El elemento preocupante empieza cuando, detrás del discurso, el liderazgo inserta una agenda privada. Allí emerge la corte del líder: operadores que hacen el trabajo sucio o limpian huellas; quienes administran favores, retuercen procedimientos, sofocan dudas. La distancia entre el balcón – donde se prometen ideales –  y el sótano – donde se negocian conveniencias –  se ensancha hasta convertirse en abismo. El ingenuo deja de ser ciudadano y se vuelve insumo.

No es un fenómeno nuevo. Ya algunos pensadores hablaron del choque entre la ética de la convicción y la de la conveniencia privada. La teoría advierte que, quien maneja información y reglas puede traicionar el mandato. En suma: sin contrapesos, la causa se degrada.

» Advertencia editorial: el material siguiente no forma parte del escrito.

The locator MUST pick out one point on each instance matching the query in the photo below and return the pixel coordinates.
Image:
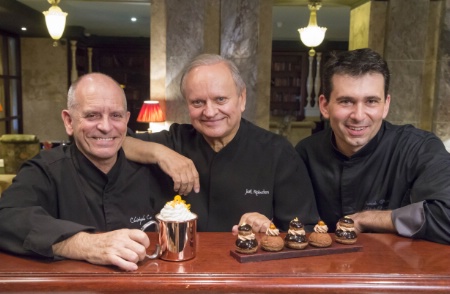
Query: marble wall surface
(237, 30)
(44, 88)
(413, 37)
(441, 113)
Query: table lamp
(150, 112)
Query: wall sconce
(150, 112)
(55, 19)
(313, 35)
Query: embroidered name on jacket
(256, 192)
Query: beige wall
(419, 60)
(413, 38)
(44, 88)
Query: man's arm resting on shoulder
(123, 248)
(180, 168)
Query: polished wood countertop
(386, 263)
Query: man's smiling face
(356, 109)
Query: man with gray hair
(247, 174)
(62, 198)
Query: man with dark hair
(388, 178)
(247, 174)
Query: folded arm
(180, 168)
(123, 248)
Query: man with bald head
(61, 197)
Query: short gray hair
(210, 59)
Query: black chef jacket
(402, 168)
(258, 171)
(60, 192)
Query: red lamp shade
(151, 112)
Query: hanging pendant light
(55, 19)
(313, 35)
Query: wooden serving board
(262, 255)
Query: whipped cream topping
(345, 229)
(297, 232)
(272, 232)
(322, 228)
(176, 210)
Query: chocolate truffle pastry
(296, 236)
(272, 240)
(345, 231)
(246, 241)
(320, 236)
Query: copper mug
(177, 241)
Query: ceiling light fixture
(55, 19)
(313, 35)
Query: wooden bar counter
(386, 263)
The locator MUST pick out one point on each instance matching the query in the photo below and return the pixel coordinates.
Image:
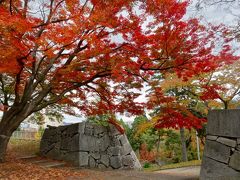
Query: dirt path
(36, 168)
(189, 173)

¿Cómo opera esa maquinaria? Con una narrativa selectiva que trocea verdades; con un control de reputación que premia la lealtad y castiga la crítica (“enemigo”, “traidor”); con captura regulatoria que convierte procedimientos en rejas a medida; con economía del favor – el mérito cede ante la cercanía -; y con administración del escándalo: cuando estalla, se ofrece un culpable menor para salvar al  mayor.

El costo es múltiple. Se erosiona la confianza, se instala el cinismo, se desmoraliza a los buenos que al percatarse se apartan, y se produce mediocridad estratégica: organizaciones incapaces de corregirse porque cualquier revisión es etiquetada como amenaza. Sin vigilancia:  la ciudadanía queda ciega, sin brazos ni accionar.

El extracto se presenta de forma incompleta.